# Writing with transformer (Danish BERT) 
This is an implementation of a pre-trained transformer model (BERT).

The weights were provided by Mollerhoj from https://github.com/botxo/nordic_bert

The conversion of the weights were done with help from Daniel Varab https://github.com/danielvarab/convert_da_bert 

This notebook shows how transformers can be used for tokenization, maskedLM and writing sentences.

To run this notebook, first download the 'bert-base-danish-uncased-v2' folder, which I have made available here: https://drive.google.com/drive/folders/1TsttvxSAjwJHKu5Onhq7KSEADU5yS7T1?usp=sharing

//By MGM

In [1]:
import torch
import transformers

In [2]:
# Load pre-trained transformer (BERT) model and tokenizer 
model = transformers.BertForMaskedLM.from_pretrained('bert-base-danish-uncased-v2')
tokenizer = transformers.BertTokenizer.from_pretrained('bert-base-danish-uncased-v2')

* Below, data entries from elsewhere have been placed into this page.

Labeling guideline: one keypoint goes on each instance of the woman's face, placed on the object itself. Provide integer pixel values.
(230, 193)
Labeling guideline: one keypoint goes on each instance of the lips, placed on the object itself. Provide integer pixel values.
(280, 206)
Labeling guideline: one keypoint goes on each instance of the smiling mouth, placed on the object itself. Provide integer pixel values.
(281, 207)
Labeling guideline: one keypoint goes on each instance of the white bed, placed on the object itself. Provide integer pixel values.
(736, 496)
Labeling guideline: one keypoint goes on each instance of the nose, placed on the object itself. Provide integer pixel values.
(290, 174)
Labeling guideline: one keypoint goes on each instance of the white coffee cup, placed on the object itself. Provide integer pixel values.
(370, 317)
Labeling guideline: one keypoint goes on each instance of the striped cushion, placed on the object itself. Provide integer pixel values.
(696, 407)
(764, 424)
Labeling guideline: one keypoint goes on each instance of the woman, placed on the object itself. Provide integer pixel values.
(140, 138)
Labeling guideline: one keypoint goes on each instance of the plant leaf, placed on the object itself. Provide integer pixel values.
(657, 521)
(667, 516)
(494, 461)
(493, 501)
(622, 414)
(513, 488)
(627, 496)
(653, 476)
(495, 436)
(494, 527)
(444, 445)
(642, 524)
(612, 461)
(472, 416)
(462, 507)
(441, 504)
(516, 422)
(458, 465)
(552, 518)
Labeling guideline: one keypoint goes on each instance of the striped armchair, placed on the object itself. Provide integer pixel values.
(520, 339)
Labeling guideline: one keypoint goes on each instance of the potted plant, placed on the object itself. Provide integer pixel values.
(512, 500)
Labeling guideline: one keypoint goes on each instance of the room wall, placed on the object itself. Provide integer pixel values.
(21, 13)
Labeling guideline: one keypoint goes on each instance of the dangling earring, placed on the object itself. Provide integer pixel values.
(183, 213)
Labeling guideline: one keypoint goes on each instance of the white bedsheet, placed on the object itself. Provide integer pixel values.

## Example of tokienization

In [3]:
txt = "Dansk er et skønt sprog"
tokens = tokenizer.tokenize(txt)

print("Tokens:")
print(tokens)
print("")

indexed_tokens = tokenizer.convert_tokens_to_ids(tokens)
print("Token indices:")
print(indexed_tokens)

Tokens:
['dansk', 'er', 'et', 'skønt', 'sprog']

Token indices:
[674, 33, 100, 5192, 1968]


## Predict word(s) using MaskedLM

In [4]:
# Inspired by Daniel Varab

txt_input = "I dag er en [MASK] dag ."

# Add masking
sentence_input = "[CLS] " + txt_input + " [SEP]"
print(sentence_input)

tokens = tokenizer.tokenize(sentence_input)
indexed_tokens = tokenizer.convert_tokens_to_ids(tokens)
# Get index of masking
mask_index = tokens.index("[MASK]")

# Convert tokens to a tensor
tokens_tensor = torch.tensor([indexed_tokens])
segments_ids = [0] * len(indexed_tokens)
segments_tensors = torch.tensor([segments_ids])

# We don't want PyTorch to calculate the gradients
with torch.no_grad():
    outputs = model(tokens_tensor, token_type_ids=segments_tensors)
    predictions = outputs[0]

predicted_index = torch.argmax(predictions[0, mask_index]).item()
predicted_token = tokenizer.convert_ids_to_tokens(predicted_index)

print("Predicted token: " + predicted_token)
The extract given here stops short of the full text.